À medida que as forças russas continuam a atingir infraestruturas civis ucranianas com ataques aéreos, as forças ucranianas prosseguem a contra-ofensiva terrestre em Kherson, em Zaporizhia e no Donbass. O General Sergei Surovikin, novo comandante do exército russo na Ucrânia, anunciou hoje a evacuação dos civis de Kherson, numa manobra de preparação da opinião pública russa para a rendição a cidade.

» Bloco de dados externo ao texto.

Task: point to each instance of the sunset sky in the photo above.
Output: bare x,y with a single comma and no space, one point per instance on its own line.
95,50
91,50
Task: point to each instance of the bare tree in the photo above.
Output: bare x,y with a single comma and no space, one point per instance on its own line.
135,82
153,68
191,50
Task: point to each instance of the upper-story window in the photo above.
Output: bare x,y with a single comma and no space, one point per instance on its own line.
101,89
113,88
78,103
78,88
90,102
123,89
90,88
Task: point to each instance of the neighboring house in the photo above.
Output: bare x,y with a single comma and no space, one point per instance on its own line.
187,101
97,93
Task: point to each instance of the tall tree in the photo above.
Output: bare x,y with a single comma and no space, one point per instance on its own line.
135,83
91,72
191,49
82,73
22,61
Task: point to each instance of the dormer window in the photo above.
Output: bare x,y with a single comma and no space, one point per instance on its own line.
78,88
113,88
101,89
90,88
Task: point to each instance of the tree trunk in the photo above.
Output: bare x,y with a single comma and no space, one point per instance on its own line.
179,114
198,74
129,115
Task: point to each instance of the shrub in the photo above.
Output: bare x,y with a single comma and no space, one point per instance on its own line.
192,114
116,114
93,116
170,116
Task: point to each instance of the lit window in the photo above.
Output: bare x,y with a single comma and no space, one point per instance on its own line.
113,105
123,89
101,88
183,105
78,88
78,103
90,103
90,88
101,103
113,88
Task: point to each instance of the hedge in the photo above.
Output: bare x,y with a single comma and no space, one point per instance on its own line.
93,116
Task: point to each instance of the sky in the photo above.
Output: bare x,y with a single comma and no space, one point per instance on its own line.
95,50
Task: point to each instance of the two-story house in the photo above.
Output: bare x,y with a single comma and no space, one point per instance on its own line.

A queda de Kherson é uma enorme derrota para a Rússia e é significativa por três razões. Primeiro, mostra a capacidade das forças ucranianas, que se revelam aptas a montar um cerco com esta dimensão e continuidade, neutralizando as linhas de defesa do exército russo. Segundo, Putin tinha feito da tomada da cidade um símbolo do sucesso da invasão russa, o bastião mais a sul do Império. Terceiro, a perda de Kherson representa a perfuração da frente Sul, na região com maior significado geoestratégico, pois não só põe em perigo a rota terrestre que Putin construiu entre a Rússia e a Crimeia, como põe em causa o controle russo das rotas de exportação da Ucrânia pelo Mar Negro, uma das estratégias de asfixia do estado ucraniano. O cenário de corte do acesso da Ucrânia ao Mar Negro parece hoje acabado.
O objetivo da evacuação forçada da população civil de Kherson para a Rússia, alvo de grande especulação na imprensa, parece estar ligado a uma estratégia de controle das perdas. Nesta guerra, o propósito de Putin não é apenas a expansão do território russo, mas também o aumento da população da Rússia. Assim, mais do que as preocupações humanitárias que Surovikin anuncia como razões para a deportação, parece ser a lógica do crescimento da população russa que explica esta prática.
Não admira, pois, o gáudio com que os ucranianos anunciam a eminente tomada de Kherson. Esta representa não só o contínuo reverso da dinâmica da guerra que foi iniciado pela reconquista de Kharkiv e da região circundante há um mês, como a manutenção da iniciativa estratégica pelo exército ucraniano. Apesar dos 50.000 novos soldados russos já destacados no terreno, o exército ucraniano mantém a superioridade nas quatro das frentes de batalha. Até ao início das chuvas de Outono, que se preveem para finais de Outubro, é pois provável que a frente ucraniana continue lentamente a avançar, nesta prolongada guerra de atrito – na Ucrânia, mas também indiretamente na Europa.